On his way to the Super Bowl on Sunday, Trump told reporters his administration this week would unveil a blanket 25% tariff on steel and aluminum.
Rep. Joe Courtney (D-Conn.), on the House floor Monday, called this a “needless, almost insult to the people of Australia” days after that country announced it was contributing the first $500 million of a planned $3 billion influx of investment into the U.S. submarine industrial base to support AUKUS submarine efforts.
“We are working with them and they are buying three nuclear submarines, cash on the barrelhead, full price, no gimmes, no giveaway,” Courtney said.

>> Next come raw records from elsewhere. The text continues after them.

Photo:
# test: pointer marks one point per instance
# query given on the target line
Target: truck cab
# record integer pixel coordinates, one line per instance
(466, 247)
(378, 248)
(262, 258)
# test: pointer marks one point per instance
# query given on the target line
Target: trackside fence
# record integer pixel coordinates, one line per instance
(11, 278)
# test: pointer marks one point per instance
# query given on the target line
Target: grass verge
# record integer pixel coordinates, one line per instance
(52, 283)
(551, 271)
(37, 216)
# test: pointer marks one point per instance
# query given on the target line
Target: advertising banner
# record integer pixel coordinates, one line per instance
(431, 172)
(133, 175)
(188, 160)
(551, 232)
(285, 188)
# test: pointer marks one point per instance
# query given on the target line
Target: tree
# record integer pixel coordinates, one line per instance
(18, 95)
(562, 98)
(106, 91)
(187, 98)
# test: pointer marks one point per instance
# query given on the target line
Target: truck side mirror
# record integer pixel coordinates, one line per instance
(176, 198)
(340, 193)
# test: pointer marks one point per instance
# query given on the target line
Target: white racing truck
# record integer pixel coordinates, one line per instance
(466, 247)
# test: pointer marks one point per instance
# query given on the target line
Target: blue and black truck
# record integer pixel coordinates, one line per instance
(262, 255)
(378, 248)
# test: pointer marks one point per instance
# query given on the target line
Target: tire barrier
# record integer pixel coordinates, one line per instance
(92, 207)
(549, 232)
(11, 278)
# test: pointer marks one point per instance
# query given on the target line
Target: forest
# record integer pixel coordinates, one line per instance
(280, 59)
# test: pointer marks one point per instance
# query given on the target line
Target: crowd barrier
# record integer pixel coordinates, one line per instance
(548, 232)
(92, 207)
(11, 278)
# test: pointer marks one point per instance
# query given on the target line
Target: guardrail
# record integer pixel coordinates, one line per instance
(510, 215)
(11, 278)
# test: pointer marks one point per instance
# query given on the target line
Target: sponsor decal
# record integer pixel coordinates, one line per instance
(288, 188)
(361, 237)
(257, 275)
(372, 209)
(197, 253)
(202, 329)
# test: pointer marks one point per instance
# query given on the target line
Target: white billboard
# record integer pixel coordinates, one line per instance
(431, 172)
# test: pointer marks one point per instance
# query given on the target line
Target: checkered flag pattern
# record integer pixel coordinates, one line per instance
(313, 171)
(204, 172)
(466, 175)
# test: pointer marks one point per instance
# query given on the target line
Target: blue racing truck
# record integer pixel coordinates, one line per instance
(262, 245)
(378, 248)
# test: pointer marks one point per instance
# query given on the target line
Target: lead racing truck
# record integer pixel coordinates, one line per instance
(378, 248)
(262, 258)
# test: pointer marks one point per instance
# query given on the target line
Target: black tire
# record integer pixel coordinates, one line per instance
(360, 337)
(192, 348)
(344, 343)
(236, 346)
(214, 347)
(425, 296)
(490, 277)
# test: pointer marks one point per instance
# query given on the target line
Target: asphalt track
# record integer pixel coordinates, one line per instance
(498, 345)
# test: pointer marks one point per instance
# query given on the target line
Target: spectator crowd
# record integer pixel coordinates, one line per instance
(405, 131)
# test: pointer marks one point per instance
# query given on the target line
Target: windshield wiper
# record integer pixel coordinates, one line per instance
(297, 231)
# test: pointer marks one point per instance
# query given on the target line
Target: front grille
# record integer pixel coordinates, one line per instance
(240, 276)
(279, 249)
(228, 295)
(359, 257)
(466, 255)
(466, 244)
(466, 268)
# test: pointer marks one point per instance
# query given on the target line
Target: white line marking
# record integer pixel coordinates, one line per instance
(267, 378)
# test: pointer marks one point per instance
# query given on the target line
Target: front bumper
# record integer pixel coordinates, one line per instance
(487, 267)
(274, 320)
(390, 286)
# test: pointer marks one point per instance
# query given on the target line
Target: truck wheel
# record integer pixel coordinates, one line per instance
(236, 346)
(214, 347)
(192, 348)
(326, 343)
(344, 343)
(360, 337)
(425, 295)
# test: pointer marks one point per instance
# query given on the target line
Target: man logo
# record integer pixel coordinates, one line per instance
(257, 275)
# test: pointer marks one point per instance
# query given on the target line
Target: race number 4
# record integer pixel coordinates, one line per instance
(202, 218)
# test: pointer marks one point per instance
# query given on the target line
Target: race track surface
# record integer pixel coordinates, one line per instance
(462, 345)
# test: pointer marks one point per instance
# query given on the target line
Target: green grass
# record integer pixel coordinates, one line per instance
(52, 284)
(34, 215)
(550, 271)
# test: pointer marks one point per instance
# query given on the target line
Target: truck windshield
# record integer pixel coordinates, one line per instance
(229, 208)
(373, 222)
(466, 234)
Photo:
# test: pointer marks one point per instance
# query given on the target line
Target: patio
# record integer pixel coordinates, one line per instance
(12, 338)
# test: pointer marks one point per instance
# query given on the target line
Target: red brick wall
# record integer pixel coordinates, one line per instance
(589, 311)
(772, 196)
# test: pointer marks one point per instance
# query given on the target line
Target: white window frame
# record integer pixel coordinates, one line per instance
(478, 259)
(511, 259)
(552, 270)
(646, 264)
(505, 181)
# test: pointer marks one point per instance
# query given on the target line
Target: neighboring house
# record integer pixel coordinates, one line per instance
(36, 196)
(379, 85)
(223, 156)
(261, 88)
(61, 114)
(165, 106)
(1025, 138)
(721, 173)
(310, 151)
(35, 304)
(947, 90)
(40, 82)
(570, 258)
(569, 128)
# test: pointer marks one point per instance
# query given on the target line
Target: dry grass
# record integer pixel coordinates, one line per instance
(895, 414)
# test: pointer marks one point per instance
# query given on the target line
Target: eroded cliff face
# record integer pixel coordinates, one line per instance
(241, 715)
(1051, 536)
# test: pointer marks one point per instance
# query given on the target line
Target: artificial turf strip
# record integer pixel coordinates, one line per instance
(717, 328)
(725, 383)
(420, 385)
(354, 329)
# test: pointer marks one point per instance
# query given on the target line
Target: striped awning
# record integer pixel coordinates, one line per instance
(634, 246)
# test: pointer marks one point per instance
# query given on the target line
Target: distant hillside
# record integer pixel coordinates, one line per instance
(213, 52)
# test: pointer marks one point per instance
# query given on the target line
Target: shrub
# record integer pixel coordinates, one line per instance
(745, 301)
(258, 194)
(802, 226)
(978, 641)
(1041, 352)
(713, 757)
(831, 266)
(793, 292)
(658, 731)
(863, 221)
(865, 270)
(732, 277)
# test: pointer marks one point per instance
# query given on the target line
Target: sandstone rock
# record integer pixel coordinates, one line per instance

The United States. has a trade surplus with Australia, Courtney said.
The total planned $3 billion investment by Australia is in addition to the country’s plans to buy at least three used and new U.S. Virginia-class attack submarines in the 2030s as a bridge for when the Collins-class boats retire.
Australia plans to start producing the new nuclear-powered SSN-AUKUS class submarines in the early 2040s, after the U.K. will have started production on its own submarines of the same design in the 2030s. The plan allows Australia to buy up to five total U.S. submarines if SSN-AUKUS runs into significant problems or delays.